Russian oil accounts for only a small portion of Japan’s crude oil imports — 3.6% of the total in 2021 — so the government judged that a ban on Russian oil imports, in principle, would not cause major problems in terms of domestic use. However, if other countries also try to secure alternative sources, it could lead to further increases in crude oil prices.
Almost all the crude oil used in Japan is produced overseas. In 2021, over 90% came from the Middle East.
The plan is to gradually reduce imports from Eastern Siberia, which accounts for about half of Russian oil in Japan, and then proceed with the embargo in stages, according to government sources.
Since Russia launched its invasion of Ukraine in February, domestic oil wholesalers have been seeking alternative sources for crude. Major wholesaler Eneos Holdings, Inc. has suspended new purchases of Russian oil, and the amount it had already contracted to buy has been received, the company said.
Japan also procures crude oil through the Sakhalin-1 and Sakhalin-2 energy development projects in Russia. Prime Minister Fumio Kishida has announced his intention to maintain Japan’s interests in these projects, and the government will discuss what measures should be taken regarding the projects.
Among the G7 nations, Japan was the last to announce its policy to ban Russian oil imports, after the European Union, including France, Germany and Italy, as well as the United States, Britain and Canada had already done so. Japan is believed to have sought to carefully assess the impact on its energy security, including its interests in the Sakhalin projects.

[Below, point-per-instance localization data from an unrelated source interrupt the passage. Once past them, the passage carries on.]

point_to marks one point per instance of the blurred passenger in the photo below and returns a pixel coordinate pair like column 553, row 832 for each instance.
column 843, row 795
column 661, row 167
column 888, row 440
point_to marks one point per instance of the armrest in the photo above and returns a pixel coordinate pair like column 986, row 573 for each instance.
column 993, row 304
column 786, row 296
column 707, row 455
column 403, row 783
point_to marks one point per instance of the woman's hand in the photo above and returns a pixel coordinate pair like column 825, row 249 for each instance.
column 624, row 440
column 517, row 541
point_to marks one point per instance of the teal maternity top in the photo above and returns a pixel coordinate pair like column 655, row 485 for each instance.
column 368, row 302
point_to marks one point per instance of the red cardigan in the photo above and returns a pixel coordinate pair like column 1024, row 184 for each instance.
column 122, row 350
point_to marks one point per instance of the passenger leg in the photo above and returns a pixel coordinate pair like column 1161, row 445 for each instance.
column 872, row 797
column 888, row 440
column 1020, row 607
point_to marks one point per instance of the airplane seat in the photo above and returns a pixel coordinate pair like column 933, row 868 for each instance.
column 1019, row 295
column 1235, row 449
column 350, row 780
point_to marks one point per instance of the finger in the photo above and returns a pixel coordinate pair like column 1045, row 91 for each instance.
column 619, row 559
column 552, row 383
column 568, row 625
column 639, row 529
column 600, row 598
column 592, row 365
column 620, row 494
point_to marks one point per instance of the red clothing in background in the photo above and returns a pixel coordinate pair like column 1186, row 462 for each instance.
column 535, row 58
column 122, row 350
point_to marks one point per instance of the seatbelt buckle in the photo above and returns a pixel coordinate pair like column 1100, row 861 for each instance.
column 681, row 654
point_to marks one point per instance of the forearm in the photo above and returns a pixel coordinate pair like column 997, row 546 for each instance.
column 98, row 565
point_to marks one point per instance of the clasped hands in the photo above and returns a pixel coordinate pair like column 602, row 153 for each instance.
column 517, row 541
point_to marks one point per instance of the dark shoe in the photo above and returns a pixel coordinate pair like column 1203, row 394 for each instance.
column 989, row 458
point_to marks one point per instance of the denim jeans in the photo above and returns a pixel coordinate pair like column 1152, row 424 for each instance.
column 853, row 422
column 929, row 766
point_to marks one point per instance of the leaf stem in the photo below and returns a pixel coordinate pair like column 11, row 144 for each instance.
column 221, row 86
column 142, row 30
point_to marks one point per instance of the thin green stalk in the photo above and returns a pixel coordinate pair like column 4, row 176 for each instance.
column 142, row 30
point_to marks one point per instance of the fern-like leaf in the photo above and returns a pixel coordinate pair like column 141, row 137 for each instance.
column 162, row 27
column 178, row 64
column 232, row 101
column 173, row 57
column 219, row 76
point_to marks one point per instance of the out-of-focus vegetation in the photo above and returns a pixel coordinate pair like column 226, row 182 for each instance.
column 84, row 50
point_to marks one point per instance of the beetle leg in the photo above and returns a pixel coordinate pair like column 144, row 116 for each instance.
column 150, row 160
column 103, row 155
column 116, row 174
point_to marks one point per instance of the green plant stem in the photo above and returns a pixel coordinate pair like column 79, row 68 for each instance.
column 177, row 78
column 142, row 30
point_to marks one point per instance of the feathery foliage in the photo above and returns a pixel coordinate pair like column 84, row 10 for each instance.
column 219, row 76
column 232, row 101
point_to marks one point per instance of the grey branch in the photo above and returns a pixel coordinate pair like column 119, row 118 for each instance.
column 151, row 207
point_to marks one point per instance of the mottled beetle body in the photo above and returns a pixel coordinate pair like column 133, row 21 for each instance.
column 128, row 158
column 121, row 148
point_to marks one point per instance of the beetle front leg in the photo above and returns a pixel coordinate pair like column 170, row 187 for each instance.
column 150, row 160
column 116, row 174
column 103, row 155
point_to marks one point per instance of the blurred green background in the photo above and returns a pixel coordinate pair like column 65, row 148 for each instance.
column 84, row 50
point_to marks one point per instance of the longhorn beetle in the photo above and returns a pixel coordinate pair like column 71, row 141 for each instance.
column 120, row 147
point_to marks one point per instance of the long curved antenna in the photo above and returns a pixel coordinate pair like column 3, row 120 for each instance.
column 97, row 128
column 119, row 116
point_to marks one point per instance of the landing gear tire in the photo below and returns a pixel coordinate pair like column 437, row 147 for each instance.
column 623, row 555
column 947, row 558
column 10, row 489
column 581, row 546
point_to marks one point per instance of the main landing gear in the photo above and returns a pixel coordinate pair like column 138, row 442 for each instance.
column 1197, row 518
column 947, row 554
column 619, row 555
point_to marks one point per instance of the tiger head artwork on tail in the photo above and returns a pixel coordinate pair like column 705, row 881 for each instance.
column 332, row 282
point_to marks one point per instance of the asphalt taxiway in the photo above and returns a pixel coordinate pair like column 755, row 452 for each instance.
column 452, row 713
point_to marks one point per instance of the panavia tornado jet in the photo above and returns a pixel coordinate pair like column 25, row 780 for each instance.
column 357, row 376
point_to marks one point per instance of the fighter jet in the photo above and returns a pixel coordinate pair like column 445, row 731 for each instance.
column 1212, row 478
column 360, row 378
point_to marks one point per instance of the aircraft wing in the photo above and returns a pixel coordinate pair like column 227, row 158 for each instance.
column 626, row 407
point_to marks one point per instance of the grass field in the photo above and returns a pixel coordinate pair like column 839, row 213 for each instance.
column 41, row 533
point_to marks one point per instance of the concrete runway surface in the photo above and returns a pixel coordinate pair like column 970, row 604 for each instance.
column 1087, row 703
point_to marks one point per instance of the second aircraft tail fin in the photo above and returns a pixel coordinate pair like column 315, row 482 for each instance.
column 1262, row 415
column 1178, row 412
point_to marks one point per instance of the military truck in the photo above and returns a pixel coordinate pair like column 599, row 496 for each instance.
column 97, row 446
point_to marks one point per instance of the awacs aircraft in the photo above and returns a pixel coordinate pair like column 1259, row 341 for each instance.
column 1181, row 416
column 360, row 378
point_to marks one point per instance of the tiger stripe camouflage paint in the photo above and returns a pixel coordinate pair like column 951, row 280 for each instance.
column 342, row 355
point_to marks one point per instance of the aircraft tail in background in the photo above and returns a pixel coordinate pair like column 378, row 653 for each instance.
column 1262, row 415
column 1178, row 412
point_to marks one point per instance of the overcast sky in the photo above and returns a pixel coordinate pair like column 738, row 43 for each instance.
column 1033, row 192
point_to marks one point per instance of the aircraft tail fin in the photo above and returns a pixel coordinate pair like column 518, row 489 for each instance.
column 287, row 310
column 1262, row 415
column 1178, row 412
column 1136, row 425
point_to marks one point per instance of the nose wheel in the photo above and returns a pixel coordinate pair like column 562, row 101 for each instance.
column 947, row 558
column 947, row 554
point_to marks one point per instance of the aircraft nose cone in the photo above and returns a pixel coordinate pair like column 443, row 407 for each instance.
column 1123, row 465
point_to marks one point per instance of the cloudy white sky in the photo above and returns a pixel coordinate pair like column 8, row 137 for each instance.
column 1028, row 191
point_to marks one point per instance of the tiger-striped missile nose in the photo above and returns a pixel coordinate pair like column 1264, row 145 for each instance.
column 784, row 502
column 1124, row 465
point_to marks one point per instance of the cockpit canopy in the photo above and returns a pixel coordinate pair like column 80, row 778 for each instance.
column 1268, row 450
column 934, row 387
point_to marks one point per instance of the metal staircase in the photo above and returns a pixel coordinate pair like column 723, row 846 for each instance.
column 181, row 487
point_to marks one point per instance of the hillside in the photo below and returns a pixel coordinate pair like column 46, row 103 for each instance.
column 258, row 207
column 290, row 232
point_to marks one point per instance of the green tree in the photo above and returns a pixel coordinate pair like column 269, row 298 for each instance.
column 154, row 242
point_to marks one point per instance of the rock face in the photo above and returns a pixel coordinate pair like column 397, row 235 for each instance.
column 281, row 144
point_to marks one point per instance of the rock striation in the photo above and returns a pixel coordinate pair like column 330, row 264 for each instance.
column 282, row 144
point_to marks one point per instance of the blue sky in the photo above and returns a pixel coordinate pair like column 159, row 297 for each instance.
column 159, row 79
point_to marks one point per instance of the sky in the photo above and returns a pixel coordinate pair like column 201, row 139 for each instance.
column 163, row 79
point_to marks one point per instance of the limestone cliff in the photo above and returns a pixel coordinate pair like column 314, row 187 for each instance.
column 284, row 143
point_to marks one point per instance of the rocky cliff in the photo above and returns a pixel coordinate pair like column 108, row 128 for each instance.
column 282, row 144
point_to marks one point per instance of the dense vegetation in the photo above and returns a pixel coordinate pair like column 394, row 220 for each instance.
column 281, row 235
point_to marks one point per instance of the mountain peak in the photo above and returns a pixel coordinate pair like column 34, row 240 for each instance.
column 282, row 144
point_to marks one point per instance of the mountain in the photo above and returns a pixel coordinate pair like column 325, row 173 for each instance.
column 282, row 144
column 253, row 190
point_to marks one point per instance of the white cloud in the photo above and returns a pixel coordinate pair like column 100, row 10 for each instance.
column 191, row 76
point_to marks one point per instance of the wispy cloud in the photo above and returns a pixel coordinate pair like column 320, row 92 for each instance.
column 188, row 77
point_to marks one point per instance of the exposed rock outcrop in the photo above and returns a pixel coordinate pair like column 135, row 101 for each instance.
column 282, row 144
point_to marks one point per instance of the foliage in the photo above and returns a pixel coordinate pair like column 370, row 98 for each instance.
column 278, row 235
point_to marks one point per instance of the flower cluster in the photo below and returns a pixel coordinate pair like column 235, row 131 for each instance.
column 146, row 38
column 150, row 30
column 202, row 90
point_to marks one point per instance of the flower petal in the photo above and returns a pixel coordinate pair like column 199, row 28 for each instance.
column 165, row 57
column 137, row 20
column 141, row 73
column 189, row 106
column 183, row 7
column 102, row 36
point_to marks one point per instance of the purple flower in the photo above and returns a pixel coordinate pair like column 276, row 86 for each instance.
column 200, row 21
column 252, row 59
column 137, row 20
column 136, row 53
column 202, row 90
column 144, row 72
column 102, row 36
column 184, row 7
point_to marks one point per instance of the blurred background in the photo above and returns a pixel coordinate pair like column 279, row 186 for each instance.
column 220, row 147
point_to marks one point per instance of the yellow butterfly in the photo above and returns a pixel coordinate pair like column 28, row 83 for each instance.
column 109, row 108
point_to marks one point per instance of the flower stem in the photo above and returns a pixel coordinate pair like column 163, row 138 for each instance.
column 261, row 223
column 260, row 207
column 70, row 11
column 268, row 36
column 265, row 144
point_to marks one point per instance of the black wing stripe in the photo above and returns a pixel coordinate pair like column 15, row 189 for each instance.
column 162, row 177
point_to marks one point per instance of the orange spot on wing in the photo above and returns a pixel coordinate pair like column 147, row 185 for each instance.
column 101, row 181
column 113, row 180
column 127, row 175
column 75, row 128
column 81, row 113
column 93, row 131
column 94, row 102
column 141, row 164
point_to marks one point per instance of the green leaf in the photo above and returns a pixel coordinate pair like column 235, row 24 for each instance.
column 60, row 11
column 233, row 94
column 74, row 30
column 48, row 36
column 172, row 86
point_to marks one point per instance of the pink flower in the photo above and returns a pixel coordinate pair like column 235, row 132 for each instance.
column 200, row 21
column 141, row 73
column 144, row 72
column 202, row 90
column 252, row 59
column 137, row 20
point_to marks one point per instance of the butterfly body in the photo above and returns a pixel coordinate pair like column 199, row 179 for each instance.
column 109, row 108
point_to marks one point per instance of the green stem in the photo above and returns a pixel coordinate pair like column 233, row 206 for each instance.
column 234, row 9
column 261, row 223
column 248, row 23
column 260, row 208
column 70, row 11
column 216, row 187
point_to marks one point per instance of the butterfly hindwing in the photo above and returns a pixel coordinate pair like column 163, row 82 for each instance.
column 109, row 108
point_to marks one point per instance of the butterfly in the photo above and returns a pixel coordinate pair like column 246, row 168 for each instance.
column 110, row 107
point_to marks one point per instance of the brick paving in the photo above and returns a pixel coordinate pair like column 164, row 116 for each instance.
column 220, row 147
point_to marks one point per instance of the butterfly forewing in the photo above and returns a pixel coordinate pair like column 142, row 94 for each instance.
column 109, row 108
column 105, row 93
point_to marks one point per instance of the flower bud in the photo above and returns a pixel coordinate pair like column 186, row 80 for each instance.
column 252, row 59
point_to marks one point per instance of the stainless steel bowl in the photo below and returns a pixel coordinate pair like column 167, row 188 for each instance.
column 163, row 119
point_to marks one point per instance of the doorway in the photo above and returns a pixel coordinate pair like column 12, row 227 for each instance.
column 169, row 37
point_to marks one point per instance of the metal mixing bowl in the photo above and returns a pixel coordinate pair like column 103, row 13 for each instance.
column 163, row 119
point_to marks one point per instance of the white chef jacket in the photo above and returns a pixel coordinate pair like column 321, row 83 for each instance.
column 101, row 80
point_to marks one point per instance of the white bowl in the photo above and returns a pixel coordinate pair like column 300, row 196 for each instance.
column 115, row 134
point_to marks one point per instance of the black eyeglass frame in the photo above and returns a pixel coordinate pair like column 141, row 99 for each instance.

After the G7 nations announced their intentions to ban Russian oil, the price of U.S. crude oil futures temporarily rose to $110 per barrel on Monday.
“There will be fierce competition for oil,” Economy, Trade and Industry Minister Koichi Hagiuda told reporters on Monday. “It will be necessary to ask oil-producing countries to increase their output. We’ll deal with the situation while taking various factors into consideration.”
Crude oil prices have been kept down to a certain extent recently by the prospect that demand in China will decrease because of Beijing’s zero-COVID policy lockdowns.
“If no other measures to curb crude oil prices are implemented by the end of the year, the prices could rise further,” said Tatsufumi Okoshi, senior economist at Nomura Securities Co.